Tip #2: Start composting! According to a Hamilton County Solid Waste Composition Study (2018), 14.9% of landfill waste is food waste. Some of the food waste are food scraps that could be composted and turned into usable soil, instead of sent to the landfill. In addition to food waste, the study also showed there was another 16.9% of landfill waste that was yard waste, which also could have been composted! Looks like it’s time to start your own compost bin in your backyard. If you don’t want to start a backyard bin you can look into a compost service. There are several composting services in the Cincinnati area, including Go Zero, which lets you drop off compost to a station!

Tip #3: Reduce your overall consumption! How would you like to help the earth and save money? Try doing a spending freeze for a month. Limit yourself to only buying necessities such as food, transportation, and bills. You’ll quickly notice that you buy many things that you did not really need and can survive without. For example, maybe try buying a reusable water bottle (which is a one-time purchase) instead of a case of water each month. You might even become creative and start reusing things that you wouldn’t normally reuse. An old cardboard box is now a kid’s fort! Those old takeout containers are now what you can pack a lunch in. You’ll be surprised how much waste you reduce. You’ll not only have a fatter wallet at the end of the month, but a better appreciation for what you already have. And when you do buy, try to buy local. Hint, hint: the Greenacres Farm Store is a great place to get fresh produce!

Tip #4: Remember that this takes time! You will not be able to make all these changes overnight. Being green can be challenging to start. If you use a plastic straw one day, don’t kick yourself over it. Just try again next time. We can’t always plan for everything that life throws at us, and sometimes convenience of single use plastics gets in the way-and THAT’S OKAY! Just remember that you are trying, and will get better with practice and effort.

Tip #5: Look for other recycling avenues! There are several organizations out there who love to recycle as much as you. If your general curbside recycling (see Tip #1) won’t take it, you might still be able to reduce your landfill footprint with a little extra effort.

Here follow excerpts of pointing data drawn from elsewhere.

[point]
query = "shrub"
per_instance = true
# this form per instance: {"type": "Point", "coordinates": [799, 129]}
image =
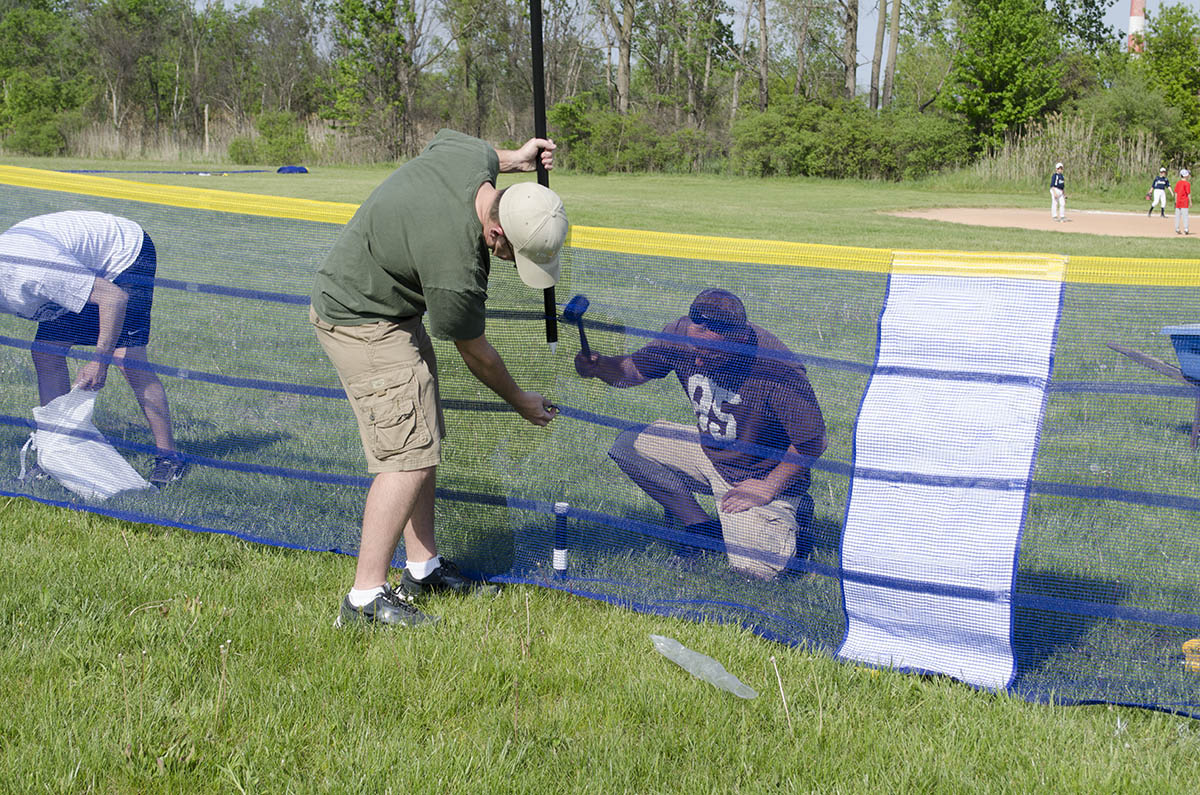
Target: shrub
{"type": "Point", "coordinates": [243, 151]}
{"type": "Point", "coordinates": [283, 138]}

See below for a handy list of common items.

Kroger – For plastic bags and plastic film! They have a drop off box in the lobby of most Kroger locations. See their website to see what all is accepted into the program.

Recyclable items – Plastic bags and plastic film (see website for what is defined as plastic film)

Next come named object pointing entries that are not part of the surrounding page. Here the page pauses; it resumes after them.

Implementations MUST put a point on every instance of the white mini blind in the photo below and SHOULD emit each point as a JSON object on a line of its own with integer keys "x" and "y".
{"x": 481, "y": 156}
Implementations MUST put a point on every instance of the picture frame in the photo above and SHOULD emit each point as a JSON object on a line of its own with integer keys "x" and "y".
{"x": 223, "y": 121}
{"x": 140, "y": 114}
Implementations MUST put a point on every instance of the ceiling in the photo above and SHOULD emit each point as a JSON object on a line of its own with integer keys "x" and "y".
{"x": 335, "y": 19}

https://www.plasticfilmrecycling.org

Cohen Recycling –  For recycling electronics, metals and more!

Recyclable items: Metals, electronics, some batteries

https://www.cohenusa.com/

Canter Battery – For recycling of EVERY kind of battery

Recyclable items: Batteries-every kind!

https://www.batteriescincinnati.com/

Cleanlites Recycling – For recycling lightbulbs.

Recyclable Items: Lightbulbs

https://cleanlites.com/

Staples – For recycling ink cartridges and other printer disposables.

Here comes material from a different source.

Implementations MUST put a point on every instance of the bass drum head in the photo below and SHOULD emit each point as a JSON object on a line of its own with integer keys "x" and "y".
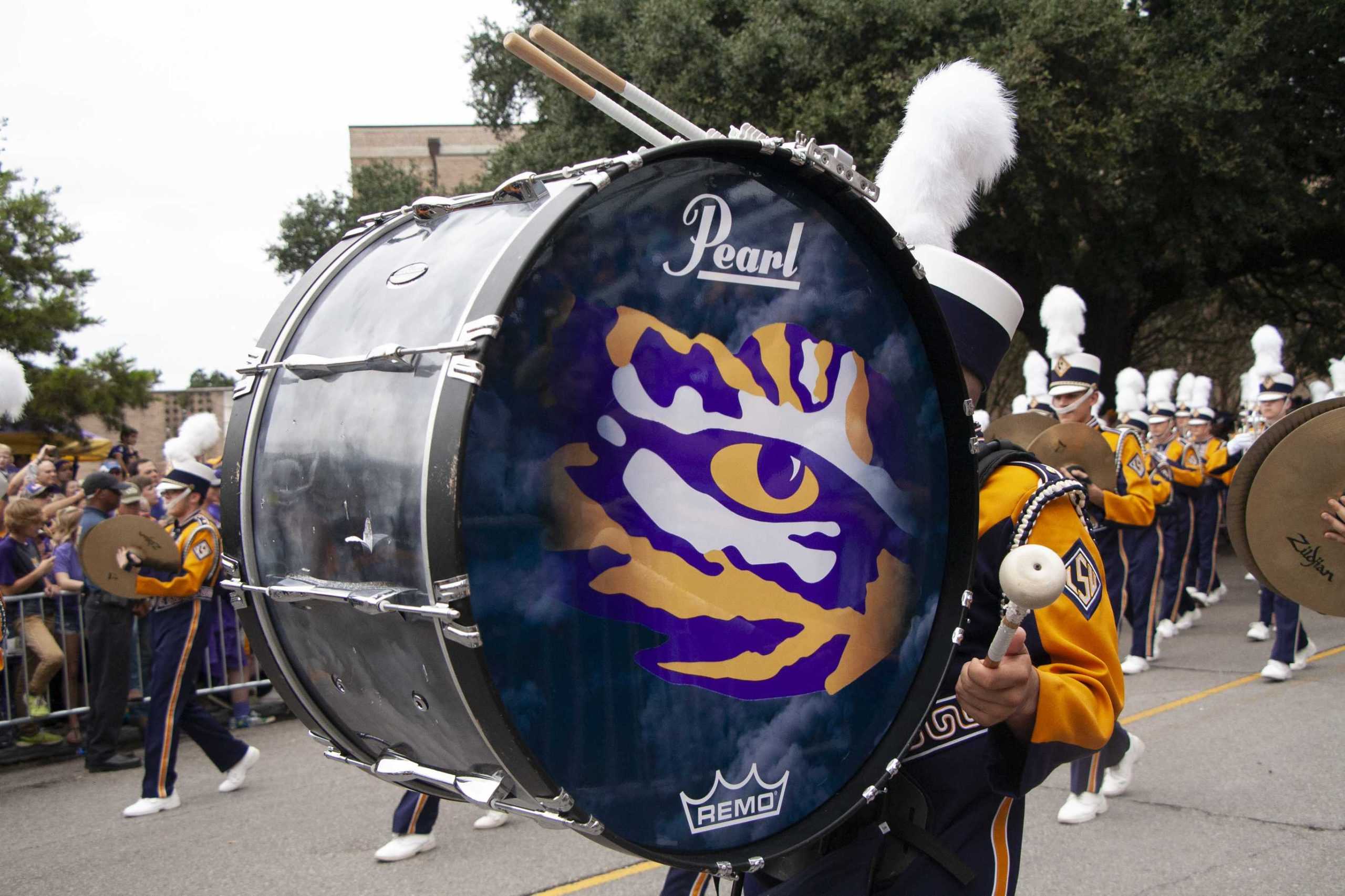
{"x": 707, "y": 506}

Recyclable Items: Ink cartridges, toners and other printer related items

https://www.staples.com/sbd/cre/marketing/sustainability-center/recycling-services/

Preserve Gimme 5 – For recycling #5 plastics.

Recyclable Items: Clean and empty plastics with the #5 in chasing arrows or 5-PP.

https://www.preserve.eco/pages/gimme5-overview

Terracycle – For recycling unusual plastics like chip bags, toothpaste tubes, and more! Search on the website to see where you can take these items in your local area.

Recyclable Items: Chip bags, drink pouches, snack pouches, oral care products, personal hygiene products, and so much more!

https://www.terracycle.com/en-US/

I know some of this information can be a little overwhelming. Don’t you just wish you could drop off all of your non-curbside recycling without multiple stops and with minimal effort? You can! Each year in Washington Park, Keep Cincinnati Beautiful hosts a One Stop Drop event where all of these items and more (that are not normally processed in your curbside bin) can be dropped off! Be sure to check their calendar to see when the next one is.